Meltzerlab | GEO Site Home | GSE-GPL-GSM | GPL | GSE | GSM | GDS | GDS Subset | sMatrix | Help
Welcome to

Help: GEOmetadb Application

  1. What's new?
  2. Search FAQ
  3. Diagram of GEOmetadb implement workflow
  4. Diagram of GEOmetadb table relationship
  5. Description of table fields in GEOmetadb
 
 

What's New

  • GEOmetadb paper: Bioinformatics 2008 24(23):2798-2800; doi:10.1093/bioinformatics/btn520. Link to the paper
  • GEOmetadb was upgraded to version 2.0 in July, 2008
  • Database tables and search interface has been modified significantly
  • Search performance has been improved
  • Several user-friendly functions have been added/improved, e.g. drill-down search, download search results, view details of multiple records, create/append user lists from selection,
  • Added fulltext search on multiple search fields
  • More contents specific help has been added
  • Search status indicator has been added
  • Field validations have been added
  • Several bugs have been fixed
  • Various other improvements and fixes

Search FAQ

Q: What is GEOmetadb application?
A: The NCBI Gene Expression Omnibus (GEO) represents the largest public repository of microarray data.
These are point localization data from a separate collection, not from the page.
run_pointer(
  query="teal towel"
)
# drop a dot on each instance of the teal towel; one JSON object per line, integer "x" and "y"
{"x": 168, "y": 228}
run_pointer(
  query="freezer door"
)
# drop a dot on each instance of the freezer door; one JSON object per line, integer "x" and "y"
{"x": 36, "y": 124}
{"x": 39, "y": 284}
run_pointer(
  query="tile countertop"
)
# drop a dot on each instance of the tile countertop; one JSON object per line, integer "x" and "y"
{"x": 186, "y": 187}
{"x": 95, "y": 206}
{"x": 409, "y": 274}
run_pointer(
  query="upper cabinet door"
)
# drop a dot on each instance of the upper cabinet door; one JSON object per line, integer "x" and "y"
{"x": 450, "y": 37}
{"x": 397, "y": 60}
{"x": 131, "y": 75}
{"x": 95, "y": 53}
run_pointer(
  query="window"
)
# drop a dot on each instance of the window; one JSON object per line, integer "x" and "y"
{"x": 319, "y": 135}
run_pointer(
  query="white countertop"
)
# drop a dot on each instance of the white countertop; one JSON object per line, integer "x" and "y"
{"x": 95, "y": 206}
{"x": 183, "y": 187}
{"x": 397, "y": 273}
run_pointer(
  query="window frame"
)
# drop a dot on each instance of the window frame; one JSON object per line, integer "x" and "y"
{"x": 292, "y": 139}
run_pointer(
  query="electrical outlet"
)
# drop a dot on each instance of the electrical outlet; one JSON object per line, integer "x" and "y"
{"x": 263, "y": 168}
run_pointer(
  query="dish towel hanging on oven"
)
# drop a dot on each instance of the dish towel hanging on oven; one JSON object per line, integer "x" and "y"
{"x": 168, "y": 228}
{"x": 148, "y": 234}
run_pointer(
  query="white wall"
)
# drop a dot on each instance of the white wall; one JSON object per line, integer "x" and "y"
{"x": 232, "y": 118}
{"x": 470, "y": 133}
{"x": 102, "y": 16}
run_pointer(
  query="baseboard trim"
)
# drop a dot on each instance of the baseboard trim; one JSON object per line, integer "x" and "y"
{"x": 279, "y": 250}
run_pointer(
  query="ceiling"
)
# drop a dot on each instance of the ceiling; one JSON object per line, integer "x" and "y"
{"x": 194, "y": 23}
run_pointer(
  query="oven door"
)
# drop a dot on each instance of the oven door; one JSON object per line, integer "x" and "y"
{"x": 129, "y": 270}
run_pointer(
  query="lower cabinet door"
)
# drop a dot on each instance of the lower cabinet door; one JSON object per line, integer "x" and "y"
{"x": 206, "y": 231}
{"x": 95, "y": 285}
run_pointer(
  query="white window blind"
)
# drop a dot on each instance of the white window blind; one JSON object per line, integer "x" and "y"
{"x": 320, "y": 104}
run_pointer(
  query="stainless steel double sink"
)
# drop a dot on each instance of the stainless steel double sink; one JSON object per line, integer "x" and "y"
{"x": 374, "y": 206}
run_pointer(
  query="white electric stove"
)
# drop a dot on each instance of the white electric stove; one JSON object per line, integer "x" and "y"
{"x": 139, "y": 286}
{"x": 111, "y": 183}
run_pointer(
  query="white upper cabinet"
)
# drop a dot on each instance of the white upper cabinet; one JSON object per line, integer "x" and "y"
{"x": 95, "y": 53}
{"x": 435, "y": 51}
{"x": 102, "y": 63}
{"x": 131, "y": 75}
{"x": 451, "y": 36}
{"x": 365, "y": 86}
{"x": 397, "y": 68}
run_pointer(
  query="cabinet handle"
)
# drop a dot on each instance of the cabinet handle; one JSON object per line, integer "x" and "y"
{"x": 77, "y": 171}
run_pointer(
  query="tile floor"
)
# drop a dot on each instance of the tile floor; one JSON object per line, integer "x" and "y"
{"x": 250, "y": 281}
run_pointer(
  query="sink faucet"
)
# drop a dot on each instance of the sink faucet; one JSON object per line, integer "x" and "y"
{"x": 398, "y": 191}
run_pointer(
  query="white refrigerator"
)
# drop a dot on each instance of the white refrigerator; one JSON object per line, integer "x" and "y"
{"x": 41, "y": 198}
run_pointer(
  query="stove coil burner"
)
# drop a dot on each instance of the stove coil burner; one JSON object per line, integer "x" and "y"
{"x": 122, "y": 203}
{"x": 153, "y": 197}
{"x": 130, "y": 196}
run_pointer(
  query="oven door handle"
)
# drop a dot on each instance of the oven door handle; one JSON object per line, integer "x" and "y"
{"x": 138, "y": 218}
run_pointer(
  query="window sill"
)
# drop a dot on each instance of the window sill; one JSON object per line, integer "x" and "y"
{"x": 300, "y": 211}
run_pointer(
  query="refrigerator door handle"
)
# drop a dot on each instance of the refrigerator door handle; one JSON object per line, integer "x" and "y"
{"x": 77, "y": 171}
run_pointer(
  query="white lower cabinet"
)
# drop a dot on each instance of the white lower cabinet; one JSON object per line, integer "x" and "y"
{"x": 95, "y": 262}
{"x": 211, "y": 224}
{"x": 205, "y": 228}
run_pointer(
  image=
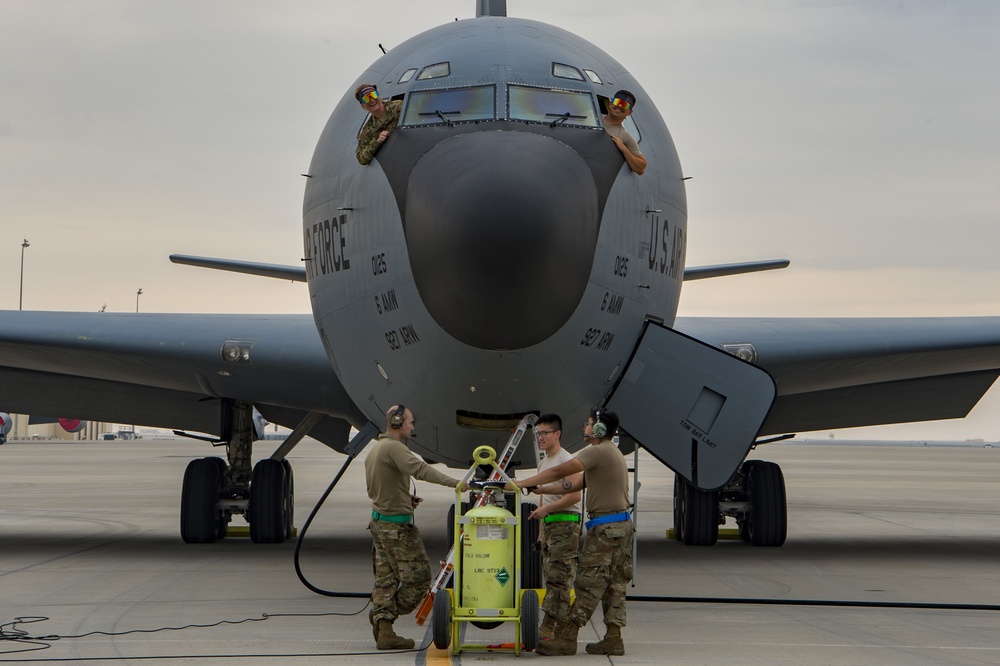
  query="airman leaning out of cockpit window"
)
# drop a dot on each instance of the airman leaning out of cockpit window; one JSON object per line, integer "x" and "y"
{"x": 382, "y": 122}
{"x": 620, "y": 109}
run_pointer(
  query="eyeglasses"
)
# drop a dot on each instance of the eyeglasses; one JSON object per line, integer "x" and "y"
{"x": 624, "y": 103}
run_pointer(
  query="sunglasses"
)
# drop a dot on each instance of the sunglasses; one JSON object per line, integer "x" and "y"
{"x": 625, "y": 104}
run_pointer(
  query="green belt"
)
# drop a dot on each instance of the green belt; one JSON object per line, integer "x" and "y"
{"x": 402, "y": 518}
{"x": 562, "y": 517}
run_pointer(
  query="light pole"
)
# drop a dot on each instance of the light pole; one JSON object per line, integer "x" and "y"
{"x": 20, "y": 300}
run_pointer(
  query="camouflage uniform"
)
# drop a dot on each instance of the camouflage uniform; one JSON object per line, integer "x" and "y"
{"x": 399, "y": 560}
{"x": 560, "y": 549}
{"x": 368, "y": 143}
{"x": 402, "y": 572}
{"x": 604, "y": 572}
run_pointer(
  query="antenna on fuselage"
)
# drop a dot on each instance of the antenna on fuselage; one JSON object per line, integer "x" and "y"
{"x": 491, "y": 8}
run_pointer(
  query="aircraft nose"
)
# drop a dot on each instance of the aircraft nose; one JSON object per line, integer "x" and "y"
{"x": 501, "y": 229}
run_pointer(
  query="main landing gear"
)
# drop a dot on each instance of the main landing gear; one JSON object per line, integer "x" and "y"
{"x": 755, "y": 497}
{"x": 213, "y": 491}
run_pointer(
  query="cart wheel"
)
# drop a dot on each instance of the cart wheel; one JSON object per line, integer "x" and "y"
{"x": 529, "y": 620}
{"x": 441, "y": 619}
{"x": 531, "y": 560}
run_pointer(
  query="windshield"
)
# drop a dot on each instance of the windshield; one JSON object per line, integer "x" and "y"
{"x": 555, "y": 107}
{"x": 446, "y": 107}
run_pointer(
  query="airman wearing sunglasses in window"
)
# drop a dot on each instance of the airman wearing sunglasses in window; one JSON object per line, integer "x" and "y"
{"x": 380, "y": 124}
{"x": 620, "y": 109}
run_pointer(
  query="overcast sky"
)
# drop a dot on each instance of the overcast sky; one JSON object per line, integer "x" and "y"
{"x": 860, "y": 140}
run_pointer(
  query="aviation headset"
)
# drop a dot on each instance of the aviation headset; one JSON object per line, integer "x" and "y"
{"x": 397, "y": 418}
{"x": 600, "y": 430}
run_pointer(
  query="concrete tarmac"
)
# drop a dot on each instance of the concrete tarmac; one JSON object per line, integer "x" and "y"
{"x": 891, "y": 558}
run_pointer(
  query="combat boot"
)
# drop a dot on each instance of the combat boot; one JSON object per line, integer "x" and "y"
{"x": 562, "y": 643}
{"x": 548, "y": 627}
{"x": 388, "y": 640}
{"x": 612, "y": 643}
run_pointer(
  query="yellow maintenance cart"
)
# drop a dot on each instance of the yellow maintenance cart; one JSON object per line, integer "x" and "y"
{"x": 487, "y": 583}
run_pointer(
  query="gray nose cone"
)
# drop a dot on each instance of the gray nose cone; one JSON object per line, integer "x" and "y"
{"x": 501, "y": 248}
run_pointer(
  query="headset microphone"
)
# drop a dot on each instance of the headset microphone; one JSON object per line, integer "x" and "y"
{"x": 600, "y": 430}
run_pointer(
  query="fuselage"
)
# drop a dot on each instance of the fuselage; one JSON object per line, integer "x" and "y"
{"x": 498, "y": 256}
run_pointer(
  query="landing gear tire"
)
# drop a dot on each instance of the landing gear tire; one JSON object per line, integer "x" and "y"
{"x": 767, "y": 518}
{"x": 270, "y": 507}
{"x": 223, "y": 517}
{"x": 291, "y": 497}
{"x": 202, "y": 484}
{"x": 696, "y": 513}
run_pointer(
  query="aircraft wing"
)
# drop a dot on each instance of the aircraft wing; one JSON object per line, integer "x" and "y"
{"x": 843, "y": 372}
{"x": 171, "y": 370}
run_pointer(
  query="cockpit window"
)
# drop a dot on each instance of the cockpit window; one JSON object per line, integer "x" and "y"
{"x": 556, "y": 107}
{"x": 446, "y": 107}
{"x": 435, "y": 71}
{"x": 566, "y": 71}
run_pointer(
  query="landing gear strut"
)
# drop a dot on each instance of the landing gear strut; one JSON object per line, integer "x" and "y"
{"x": 213, "y": 491}
{"x": 755, "y": 497}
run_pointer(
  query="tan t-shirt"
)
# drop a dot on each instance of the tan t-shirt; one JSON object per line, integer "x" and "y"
{"x": 388, "y": 469}
{"x": 555, "y": 461}
{"x": 625, "y": 136}
{"x": 606, "y": 474}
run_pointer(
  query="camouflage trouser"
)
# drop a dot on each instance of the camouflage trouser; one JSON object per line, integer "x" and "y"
{"x": 604, "y": 571}
{"x": 560, "y": 550}
{"x": 402, "y": 573}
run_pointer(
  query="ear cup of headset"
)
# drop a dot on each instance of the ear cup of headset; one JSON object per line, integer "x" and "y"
{"x": 397, "y": 418}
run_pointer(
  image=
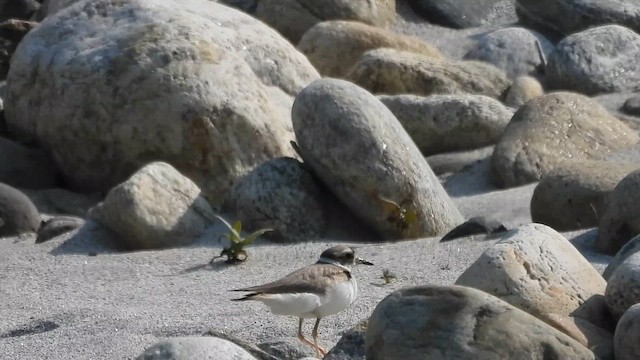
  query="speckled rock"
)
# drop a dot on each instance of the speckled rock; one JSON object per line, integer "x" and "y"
{"x": 554, "y": 128}
{"x": 597, "y": 60}
{"x": 156, "y": 208}
{"x": 576, "y": 193}
{"x": 335, "y": 121}
{"x": 522, "y": 90}
{"x": 190, "y": 348}
{"x": 333, "y": 47}
{"x": 570, "y": 16}
{"x": 623, "y": 287}
{"x": 192, "y": 96}
{"x": 281, "y": 195}
{"x": 621, "y": 220}
{"x": 392, "y": 71}
{"x": 18, "y": 215}
{"x": 513, "y": 50}
{"x": 538, "y": 270}
{"x": 418, "y": 323}
{"x": 630, "y": 248}
{"x": 444, "y": 123}
{"x": 627, "y": 335}
{"x": 293, "y": 18}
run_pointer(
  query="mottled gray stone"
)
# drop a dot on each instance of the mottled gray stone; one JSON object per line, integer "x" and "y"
{"x": 455, "y": 322}
{"x": 156, "y": 208}
{"x": 362, "y": 153}
{"x": 554, "y": 128}
{"x": 444, "y": 123}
However, finding data of interest can be challenging using current tools. GEOmetadb is an attempt to make access to the metadata associated with GEO samples, platforms, and datasets much more feasible. This is accomplished by parsing all the NCBI GEO metadata into a MySQL database. A SQLite database version of it can be stored and queried locally. GEOmetadb Bioconductor package is simply a thin wrapper around the SQLite database along with associated documentation. Finally, the SQLite database is updated regularly as new data is added to GEO and can be downloaded at will for the most up-to-date metadata.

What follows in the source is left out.